In 391 AD, patriarch Theophilus, leader of the Church of Alexandria, led a Christian mob to destroy the Serapeum and other symbols of paganism in the city. This led to the destruction of Serapeum and locals destroyed nearly everything. After the destruction a monastery was established, a church was built for St. John the Baptist, known as Angelium or Evangelium. However, the church fell to ruins around 600 AD, restored by patriarch Isaac(681-684 AD), and finally destroyed in the 10th Century. More recently a Bab Sidra Muslim cemetery was located at the site.
Pompey’s Pillar
The column was named by travellers who remembered the murder of the Roman general Pompey by Cleopatra’s brother, but an inscription on the base (presumably once covered with rubble) announces that it was erected in AD 297 to support a statue of the emperor Diocletian.
This beautiful column measures 20.46 m in height with a diameter of 2.71 m at its base. The weight of the single piece of red Aswan granite is around 285 tons.

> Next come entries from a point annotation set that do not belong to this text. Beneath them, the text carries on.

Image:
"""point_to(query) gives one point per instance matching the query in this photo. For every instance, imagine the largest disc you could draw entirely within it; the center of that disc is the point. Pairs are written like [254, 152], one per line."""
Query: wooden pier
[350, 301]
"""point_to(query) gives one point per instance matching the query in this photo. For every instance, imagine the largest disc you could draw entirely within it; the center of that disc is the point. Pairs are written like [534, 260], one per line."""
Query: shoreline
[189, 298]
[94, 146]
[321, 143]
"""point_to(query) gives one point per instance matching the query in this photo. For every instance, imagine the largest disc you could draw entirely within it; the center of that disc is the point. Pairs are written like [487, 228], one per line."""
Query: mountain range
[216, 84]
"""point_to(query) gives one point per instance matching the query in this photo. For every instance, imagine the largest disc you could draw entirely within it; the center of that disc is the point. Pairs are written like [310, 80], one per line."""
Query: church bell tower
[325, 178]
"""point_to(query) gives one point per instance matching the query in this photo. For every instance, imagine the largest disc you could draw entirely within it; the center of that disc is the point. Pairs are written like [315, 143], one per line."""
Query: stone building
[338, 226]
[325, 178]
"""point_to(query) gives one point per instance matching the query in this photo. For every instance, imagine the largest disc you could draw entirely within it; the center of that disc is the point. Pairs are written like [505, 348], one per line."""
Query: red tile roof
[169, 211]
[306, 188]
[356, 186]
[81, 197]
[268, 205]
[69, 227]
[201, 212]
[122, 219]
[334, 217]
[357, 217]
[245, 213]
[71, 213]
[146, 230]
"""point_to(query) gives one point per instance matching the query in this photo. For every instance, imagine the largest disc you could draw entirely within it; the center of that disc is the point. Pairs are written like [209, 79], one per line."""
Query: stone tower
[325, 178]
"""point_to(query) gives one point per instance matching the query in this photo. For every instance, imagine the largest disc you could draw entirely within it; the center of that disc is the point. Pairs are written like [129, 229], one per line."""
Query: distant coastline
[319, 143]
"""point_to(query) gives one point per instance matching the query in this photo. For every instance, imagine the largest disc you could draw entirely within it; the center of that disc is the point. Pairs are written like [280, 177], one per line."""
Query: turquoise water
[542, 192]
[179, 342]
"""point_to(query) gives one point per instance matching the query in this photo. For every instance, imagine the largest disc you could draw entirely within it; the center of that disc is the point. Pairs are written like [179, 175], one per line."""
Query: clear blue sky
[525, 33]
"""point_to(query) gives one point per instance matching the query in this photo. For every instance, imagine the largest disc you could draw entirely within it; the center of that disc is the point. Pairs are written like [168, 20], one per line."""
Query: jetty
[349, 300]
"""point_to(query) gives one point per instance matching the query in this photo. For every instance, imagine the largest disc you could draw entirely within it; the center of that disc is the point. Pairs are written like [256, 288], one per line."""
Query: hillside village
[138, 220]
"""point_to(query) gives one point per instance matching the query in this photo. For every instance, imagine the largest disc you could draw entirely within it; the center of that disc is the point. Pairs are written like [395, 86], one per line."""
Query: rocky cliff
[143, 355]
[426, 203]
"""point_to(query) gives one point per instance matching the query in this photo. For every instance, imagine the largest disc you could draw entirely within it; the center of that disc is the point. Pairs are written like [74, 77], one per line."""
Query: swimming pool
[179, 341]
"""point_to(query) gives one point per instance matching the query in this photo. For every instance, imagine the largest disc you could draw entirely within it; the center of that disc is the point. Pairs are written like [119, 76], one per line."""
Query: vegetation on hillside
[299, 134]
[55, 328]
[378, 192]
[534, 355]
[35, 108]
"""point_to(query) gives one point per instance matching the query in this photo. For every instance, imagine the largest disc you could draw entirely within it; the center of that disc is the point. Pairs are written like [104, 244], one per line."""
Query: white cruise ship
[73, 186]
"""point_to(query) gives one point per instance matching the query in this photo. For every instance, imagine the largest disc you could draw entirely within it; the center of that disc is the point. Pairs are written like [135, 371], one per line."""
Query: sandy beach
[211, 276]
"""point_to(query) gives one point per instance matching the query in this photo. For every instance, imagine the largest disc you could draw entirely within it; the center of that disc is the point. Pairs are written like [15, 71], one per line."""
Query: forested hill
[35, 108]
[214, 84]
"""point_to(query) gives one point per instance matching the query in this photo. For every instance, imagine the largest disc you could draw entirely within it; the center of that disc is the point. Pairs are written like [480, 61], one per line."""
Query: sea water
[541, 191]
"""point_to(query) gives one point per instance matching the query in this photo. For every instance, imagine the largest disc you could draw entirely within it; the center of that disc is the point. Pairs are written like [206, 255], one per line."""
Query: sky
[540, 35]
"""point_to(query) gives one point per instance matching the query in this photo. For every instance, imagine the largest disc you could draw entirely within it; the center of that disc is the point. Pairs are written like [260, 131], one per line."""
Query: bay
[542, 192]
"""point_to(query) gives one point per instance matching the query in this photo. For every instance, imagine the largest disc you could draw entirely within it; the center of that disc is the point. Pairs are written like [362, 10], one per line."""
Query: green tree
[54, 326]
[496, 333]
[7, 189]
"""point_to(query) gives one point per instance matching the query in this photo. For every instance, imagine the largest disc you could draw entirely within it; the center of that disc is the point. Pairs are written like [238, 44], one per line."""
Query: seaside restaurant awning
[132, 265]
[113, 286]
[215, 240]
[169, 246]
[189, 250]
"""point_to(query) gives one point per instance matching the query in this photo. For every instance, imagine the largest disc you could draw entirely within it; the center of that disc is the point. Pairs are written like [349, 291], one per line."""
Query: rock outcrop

The Roman triumphal pillar was described by a Muslim traveler, Ibn Battuta, who visited the column back in 1436. Battuta recounted the story of an archer who shot an arrow tied to a string over the column, which enabled him to pull a rope tied to the string over the column and secure it on the other side in order to climb over to the top of the pillar.
In early 1803, John Shortland did few fun things on top of the pillar that included eating, drinking and flying a kite. Some believe that this pillar (non drum) is the only one standing from the Roman era in Egypt.